Míticas son sus series sobre el comercio tradicional zamorano, realizadas a finales de los 90. Harineras, tiendas antañonas, almacenes, trastiendas, escaleras, rincones de despachos destartalados entre luces y sombras…Tierna nostalgia en colores pardos y acuarelas vivas de una Zamora que se fue y de la que Mezquita conserva todo tipo de objetos: cajas, vitrinas, balanzas, maniquíes y cualquier recuerdo insospechado procedente de comercios míticos como García Casado, Almacenes Díez, Anta o El Candado: “Todo lo que yo hago o conservo es una necesidad y tiene que ver con mi memoria de lo vivido. Mi padre tenía una mercería, paquetería y perfumería en la Calle Feria número 14. También era juguetería y por eso además colecciono juguetes. Los que tenía, los que he comprado y los que yo mismo he hecho a lo largo de mi vida”. Hoy esos juguetes observan mudos nuestra charla, Ocupan estanterías enteras de este universo impregnado de cierto realismo mágico. Ahí reposan sus primeras espadas, pulidas a partir de los palos de escoba de su madre o las primeras miniesculturas realizadas en madera a punta de navaja. Y en primera fila sus más actuales reproducciones de aviones y coches antiguos de un perfeccionismo técnico y estético abrumadores. “Tengo la suerte de tener muchas vocaciones y aunque predomina la pintura voy encontrando espacios donde desarrollar las otras para no quedarme frustrado. Durante la pandemia he llevado a cabo alguna de estas asignaturas pendientes y la verdad es que estoy muy feliz”.
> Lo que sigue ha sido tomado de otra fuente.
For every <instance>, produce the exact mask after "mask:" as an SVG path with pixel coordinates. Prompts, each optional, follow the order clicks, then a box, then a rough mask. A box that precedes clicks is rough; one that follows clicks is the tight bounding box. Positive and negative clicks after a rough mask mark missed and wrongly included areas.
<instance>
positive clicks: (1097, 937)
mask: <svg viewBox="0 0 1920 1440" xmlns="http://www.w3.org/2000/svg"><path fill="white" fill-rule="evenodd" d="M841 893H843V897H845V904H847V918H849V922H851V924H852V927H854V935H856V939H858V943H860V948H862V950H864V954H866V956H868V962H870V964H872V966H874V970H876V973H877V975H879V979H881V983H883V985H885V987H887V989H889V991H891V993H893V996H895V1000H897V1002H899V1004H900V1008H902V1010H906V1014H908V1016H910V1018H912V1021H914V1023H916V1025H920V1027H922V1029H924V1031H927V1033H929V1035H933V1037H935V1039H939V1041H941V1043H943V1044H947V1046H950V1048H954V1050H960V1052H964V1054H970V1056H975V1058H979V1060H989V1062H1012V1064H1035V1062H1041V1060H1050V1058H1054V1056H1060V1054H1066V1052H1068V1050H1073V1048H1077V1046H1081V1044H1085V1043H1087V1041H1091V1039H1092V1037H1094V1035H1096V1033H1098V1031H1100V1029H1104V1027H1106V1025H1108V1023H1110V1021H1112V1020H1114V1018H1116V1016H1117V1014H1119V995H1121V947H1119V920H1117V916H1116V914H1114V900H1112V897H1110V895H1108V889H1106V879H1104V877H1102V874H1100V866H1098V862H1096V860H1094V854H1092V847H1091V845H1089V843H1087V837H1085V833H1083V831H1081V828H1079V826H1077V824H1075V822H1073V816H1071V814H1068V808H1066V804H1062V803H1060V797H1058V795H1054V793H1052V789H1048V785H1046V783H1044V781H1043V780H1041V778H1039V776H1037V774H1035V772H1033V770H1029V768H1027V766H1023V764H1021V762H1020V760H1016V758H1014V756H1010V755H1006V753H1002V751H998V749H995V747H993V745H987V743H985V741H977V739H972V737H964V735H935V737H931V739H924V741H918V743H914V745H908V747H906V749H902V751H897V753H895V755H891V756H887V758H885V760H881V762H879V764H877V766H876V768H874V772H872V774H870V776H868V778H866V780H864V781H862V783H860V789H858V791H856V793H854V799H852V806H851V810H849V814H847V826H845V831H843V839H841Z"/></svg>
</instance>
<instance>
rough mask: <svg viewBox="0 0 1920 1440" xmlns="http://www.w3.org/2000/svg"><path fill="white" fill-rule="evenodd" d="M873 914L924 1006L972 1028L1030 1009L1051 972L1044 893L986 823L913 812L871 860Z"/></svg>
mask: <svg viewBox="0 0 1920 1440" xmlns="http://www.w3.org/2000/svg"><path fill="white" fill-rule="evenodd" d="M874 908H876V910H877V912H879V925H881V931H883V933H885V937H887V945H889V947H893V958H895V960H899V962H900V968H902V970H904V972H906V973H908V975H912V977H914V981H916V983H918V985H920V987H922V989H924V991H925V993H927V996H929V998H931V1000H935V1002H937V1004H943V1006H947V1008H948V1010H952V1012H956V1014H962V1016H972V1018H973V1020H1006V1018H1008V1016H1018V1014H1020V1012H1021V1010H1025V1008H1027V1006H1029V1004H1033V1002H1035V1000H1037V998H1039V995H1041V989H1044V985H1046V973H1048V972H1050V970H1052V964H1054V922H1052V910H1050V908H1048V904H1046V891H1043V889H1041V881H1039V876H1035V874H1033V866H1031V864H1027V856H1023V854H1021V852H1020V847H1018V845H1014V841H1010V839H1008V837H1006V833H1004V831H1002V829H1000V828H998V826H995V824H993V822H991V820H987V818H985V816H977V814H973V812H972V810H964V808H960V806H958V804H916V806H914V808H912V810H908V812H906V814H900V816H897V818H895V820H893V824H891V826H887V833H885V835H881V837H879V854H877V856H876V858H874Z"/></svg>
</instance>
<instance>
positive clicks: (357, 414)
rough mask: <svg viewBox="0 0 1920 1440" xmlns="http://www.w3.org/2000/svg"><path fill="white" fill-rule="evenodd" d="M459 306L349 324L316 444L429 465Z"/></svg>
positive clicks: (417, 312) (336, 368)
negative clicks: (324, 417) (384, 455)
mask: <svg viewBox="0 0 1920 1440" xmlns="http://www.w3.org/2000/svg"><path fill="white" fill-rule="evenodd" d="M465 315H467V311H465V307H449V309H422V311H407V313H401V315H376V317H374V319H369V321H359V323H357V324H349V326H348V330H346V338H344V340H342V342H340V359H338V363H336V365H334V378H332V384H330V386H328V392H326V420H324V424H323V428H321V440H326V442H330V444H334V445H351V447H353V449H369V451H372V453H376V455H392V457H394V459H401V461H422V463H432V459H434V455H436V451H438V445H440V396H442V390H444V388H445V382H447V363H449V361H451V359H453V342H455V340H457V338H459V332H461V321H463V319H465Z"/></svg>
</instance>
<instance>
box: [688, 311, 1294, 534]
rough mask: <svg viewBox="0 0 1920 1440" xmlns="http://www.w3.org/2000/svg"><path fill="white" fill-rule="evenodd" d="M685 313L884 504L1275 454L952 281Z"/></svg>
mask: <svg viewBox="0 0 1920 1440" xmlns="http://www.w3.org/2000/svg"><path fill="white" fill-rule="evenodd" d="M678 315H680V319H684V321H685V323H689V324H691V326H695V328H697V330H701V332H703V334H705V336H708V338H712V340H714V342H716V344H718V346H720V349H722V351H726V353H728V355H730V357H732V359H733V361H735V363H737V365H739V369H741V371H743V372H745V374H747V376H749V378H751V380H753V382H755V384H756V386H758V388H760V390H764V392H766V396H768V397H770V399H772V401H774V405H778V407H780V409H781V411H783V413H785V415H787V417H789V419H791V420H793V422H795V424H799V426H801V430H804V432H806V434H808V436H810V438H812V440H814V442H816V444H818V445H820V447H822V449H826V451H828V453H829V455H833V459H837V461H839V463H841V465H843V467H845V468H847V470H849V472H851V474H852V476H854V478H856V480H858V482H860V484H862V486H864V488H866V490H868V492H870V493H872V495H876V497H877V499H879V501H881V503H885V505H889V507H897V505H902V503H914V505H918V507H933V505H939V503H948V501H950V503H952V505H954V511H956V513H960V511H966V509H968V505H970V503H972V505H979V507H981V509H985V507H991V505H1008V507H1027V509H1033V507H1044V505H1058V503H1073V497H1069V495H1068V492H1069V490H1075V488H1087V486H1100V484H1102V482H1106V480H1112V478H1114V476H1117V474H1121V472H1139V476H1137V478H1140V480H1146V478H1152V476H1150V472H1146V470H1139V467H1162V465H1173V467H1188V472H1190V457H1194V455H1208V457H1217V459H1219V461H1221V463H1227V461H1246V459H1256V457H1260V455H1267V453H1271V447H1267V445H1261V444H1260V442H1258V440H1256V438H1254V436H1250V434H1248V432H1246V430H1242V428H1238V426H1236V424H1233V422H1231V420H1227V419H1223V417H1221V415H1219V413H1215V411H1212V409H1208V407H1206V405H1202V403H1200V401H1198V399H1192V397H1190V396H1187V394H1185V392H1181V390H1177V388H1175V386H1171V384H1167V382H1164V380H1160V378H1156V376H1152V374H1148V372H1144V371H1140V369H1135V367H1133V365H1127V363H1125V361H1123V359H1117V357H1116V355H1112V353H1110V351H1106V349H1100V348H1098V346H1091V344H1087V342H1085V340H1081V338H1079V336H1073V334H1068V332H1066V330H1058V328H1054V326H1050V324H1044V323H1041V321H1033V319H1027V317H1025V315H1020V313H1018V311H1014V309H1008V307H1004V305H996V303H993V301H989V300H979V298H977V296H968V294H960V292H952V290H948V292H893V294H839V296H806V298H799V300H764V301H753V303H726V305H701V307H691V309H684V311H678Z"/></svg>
Mezquita, reflejado en un espejo, en mitad de su taller. Ana Burrieza

El encierro le ha permitido ir poniendo orden en su estudio, catalogar parte de sus obras, sus fotografías y también ordenar sus numerosos escritos. Fruto de este orden reestablecido nace la autoedición en los últimos meses de siete libros muy particulares. Dos de ellos dedicados a la memoria de su padre, un aventurero vecino de San Juan del Rebollar con una vida de novela que merece capítulo aparte.

El próximo martes 7 de septiembre Jose María Mezquita se subirá al estrado de la Biblioteca Pública de Zamora junto a su fiel amigo Luis Ramos, para presentar uno de esos libros, quizás el más personal de todos ellos: “Historia de una crisis”. Una recopilación de textos escritos por el artista, durante sus periodos de aislamiento en diferentes centros psiquiátricos. y que, según confiesa, sólo ha podido publicar cuando estos textos han dejado de hacerle daño: “Tenía la imperiosa necesidad de volcar todo ese mundo sobre el papel aunque las imágenes y las situaciones que recuerdo sean tan duras. Ahora mismo puedo contar a modo de conclusión que nunca puedes creerte que puedes con todo. Hay un umbral al que uno no debe acercase porque si uno traspasa ese umbral se puede encontrar con unas fuerzas que no puede controlar en absoluto y que le van a arrastrar como el temporal arrastra a una hoja. En el momento en el que estás dentro de esa situación no tienes nada que hacer. Por eso la clave es la prevención de todo aquello que cause fuertes tensiones. Y evitar las obsesiones que no llevan a nada bueno”. Así es el Universo Mezquita. Talento, memoria, naturaleza viva, tiempo detenido y sosiego tantas veces anhelado. Falta el merecido reconocimiento. Pero todo se andará...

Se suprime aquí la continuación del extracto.